British Courts Despair at EU Extradition Requests

The number of asinine extradition cases being dealt with in UK courts has reached record levels, fuelled by the number of ‘trivial’ requests from around the World that have pissed police authorities right off and clogged up an already pathetic and dawdling legal system.

Up to 6,000 extradition cases are expected to have been dealt with by the end of 2008, more than double the number last year, four times the number in 2006, ten times the number in 1998 and eight thousand, two hundred and forty-four times the number in 1583, according to figures from Smegmadale magistrates court, which handles all extradition hearings after the pubs close. (excluding Sundays and Bank Holidays)

The huge increase is largely down to the volume of European arrest warrants (EAWs) being issued by the old brain-dead ex-Soviet bloc states, with Poland, Lithuania and Bulgaria topping the list.

EAWs, requiring the arrest and extradition of suspects from one EU country to another, are being used by Poland for a “large volume of frivolous extradition requests", according to Detective Sergeant Gary Clunt of Smegmadale’s Extradition Unit.

He estimated that 40% of all extradition cases dealt with originated from former Russian satellite nations, adding that many of the offences were so minor they would lead to either a slap round the head with a dead kipper or a community service order of having to stand in the corner all weekend in England and Wales; and perhaps a more severe penalty of twenty lashes followed by tar and feathering under Scotland’s austere and draconian laws.

In one recent instance a Cracow carpenter who fitted wardrobe doors and then removed them when the client (police chief Rotta Shitzwanker) failed to pay him, was subject to an extradition request by Poland so that they could try him for ‘theft’. The extradition was refused when the Smegmadale District Judge, Ephriam Gluttocks, decided the removal of the doors couldn’t be classified as a simple open and shut case.
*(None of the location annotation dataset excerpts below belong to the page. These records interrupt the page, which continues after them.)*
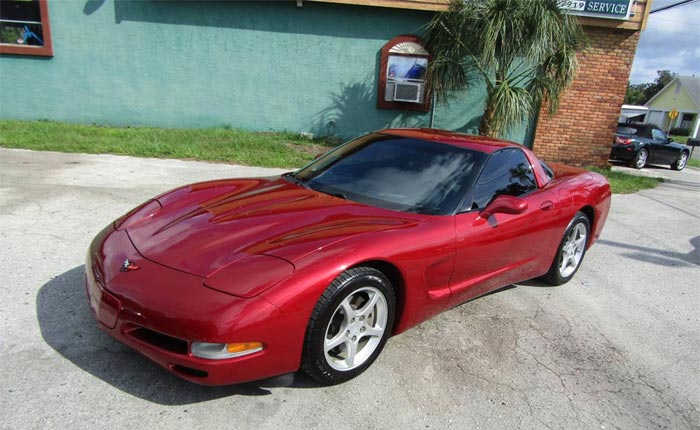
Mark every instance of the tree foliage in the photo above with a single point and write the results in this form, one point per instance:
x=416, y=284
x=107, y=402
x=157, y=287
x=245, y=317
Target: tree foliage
x=638, y=94
x=523, y=50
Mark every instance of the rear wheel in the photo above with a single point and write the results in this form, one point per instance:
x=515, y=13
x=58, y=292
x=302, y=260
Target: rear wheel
x=680, y=163
x=640, y=160
x=349, y=326
x=571, y=251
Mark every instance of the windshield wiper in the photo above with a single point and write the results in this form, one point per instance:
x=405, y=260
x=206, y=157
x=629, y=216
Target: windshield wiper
x=291, y=176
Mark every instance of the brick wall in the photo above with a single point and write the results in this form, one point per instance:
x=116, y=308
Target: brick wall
x=581, y=132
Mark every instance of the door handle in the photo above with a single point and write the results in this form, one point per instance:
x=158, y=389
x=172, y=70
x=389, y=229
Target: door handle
x=547, y=205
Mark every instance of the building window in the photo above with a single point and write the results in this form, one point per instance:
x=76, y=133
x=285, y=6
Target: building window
x=402, y=75
x=24, y=28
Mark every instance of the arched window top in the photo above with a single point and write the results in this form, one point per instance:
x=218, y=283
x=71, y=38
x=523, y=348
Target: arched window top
x=402, y=75
x=409, y=48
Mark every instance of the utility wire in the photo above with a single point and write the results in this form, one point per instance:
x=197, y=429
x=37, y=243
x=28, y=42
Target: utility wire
x=671, y=6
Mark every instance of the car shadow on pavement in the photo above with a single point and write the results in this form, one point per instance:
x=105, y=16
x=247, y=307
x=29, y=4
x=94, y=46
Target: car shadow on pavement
x=68, y=327
x=659, y=256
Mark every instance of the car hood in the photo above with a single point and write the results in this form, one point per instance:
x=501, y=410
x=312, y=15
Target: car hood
x=204, y=227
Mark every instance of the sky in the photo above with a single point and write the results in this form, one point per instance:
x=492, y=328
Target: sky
x=671, y=41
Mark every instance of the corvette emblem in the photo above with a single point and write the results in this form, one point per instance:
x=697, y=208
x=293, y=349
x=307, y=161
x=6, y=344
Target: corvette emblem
x=128, y=266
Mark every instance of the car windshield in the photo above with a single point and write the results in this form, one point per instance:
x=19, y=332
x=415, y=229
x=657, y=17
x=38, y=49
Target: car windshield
x=395, y=173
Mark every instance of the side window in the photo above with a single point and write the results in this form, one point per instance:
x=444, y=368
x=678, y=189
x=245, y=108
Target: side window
x=658, y=134
x=506, y=172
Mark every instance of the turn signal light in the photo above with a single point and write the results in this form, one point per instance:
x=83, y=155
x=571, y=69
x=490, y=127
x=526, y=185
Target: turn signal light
x=220, y=351
x=244, y=346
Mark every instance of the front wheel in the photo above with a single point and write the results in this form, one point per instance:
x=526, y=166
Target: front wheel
x=640, y=160
x=349, y=326
x=571, y=251
x=680, y=162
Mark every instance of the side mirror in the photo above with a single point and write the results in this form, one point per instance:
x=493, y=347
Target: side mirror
x=504, y=205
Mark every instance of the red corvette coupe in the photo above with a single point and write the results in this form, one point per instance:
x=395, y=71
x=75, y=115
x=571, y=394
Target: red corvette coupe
x=235, y=280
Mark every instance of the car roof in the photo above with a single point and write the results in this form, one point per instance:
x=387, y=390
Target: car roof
x=477, y=143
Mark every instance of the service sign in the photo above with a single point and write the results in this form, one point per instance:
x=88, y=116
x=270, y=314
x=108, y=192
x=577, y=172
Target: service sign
x=612, y=9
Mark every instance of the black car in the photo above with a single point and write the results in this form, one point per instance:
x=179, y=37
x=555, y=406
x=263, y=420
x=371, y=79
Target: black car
x=642, y=144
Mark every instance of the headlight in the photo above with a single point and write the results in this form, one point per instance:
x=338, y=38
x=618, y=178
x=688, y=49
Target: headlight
x=249, y=276
x=138, y=214
x=220, y=351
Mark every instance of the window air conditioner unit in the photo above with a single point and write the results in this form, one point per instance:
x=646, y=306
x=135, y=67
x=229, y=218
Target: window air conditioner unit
x=411, y=92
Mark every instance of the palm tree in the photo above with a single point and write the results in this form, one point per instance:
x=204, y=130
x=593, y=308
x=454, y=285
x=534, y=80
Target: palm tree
x=523, y=50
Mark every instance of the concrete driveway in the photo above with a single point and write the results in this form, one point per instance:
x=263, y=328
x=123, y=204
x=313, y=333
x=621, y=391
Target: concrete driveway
x=617, y=347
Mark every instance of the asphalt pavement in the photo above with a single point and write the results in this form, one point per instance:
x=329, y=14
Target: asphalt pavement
x=617, y=347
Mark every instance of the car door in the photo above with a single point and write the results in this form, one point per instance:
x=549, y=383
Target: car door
x=503, y=248
x=662, y=152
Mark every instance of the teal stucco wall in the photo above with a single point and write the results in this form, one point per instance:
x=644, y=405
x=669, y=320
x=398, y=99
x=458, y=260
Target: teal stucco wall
x=268, y=66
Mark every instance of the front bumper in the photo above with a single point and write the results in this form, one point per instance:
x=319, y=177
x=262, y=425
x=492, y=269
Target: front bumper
x=160, y=311
x=623, y=152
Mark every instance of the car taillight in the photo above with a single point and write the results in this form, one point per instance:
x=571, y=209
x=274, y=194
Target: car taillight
x=622, y=140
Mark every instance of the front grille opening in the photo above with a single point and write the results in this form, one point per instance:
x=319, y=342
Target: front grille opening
x=188, y=371
x=159, y=340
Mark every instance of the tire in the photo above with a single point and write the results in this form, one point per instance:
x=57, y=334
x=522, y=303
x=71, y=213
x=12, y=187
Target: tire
x=571, y=251
x=680, y=163
x=349, y=326
x=640, y=160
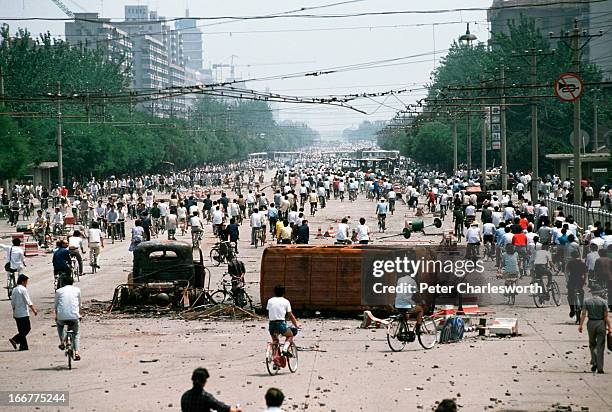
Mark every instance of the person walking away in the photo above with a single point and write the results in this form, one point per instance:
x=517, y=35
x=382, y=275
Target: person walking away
x=343, y=235
x=76, y=243
x=255, y=225
x=137, y=235
x=274, y=400
x=197, y=399
x=279, y=308
x=95, y=240
x=596, y=310
x=458, y=218
x=22, y=304
x=67, y=313
x=576, y=270
x=363, y=232
x=303, y=233
x=286, y=233
x=15, y=258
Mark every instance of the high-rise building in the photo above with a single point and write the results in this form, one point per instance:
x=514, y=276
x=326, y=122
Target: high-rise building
x=92, y=32
x=192, y=42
In another incident the Polish authorities filed for the extradition of a suspect for theft of a supermarket tinned dessert. "The European arrest warrant contained a list of the supposed ingredients and looked rather tasty until I tried one and found it was all sawdust and rhubarb”, Sergeant Clunt told reporters. “I was shitting firewood for a week after".

Following in Poland’s footsteps for barmy requests is Lithuania, one of whose nationals was extradited in August on a charge of ‘piglet-rustling’, which carries a maximum death penalty sentence in their own medieval courts. Apparently this was a first offence and the nine-year old accused schoolboy was treated with leniency and bound over to stay away from bacon for six months.

According to Sergeant Clunt the volume of cases from ex-Soviet bloc countries has forced the Smegmadale extradition court to start chartering extra transport to return suspects to Poland and Lithuania. "We now arrange for a couple of Poland’s ‘Cracow Cruiser’ bendy buses twice a week”, Clunt informed the press.

But while potty Poland is not the only culprit, it has been, to date, the origin of the most numerous and idiotic requests by far. France came a close second in March when it filed an extradition order against the infamous Marseille serial snail strangler who had fled to Britain to evade capture.

Switzerland filed an curious yet absurd oddity in April for a fugitive cuckoo molester from the alpine clock-making town of Tock, just being beaten to the winning post in the silly ratings by Denmark, who filed the notoriously-laughable request against Jurgen Pilluk, wanted by Copenhagen police for unscrewing and filching the nipples of the celebrated Little Mermaid bronze statue at Langelinie during low tide.

Need a ‘Get Out of Jail Free’ Card? Buy a Polish Monopoly game.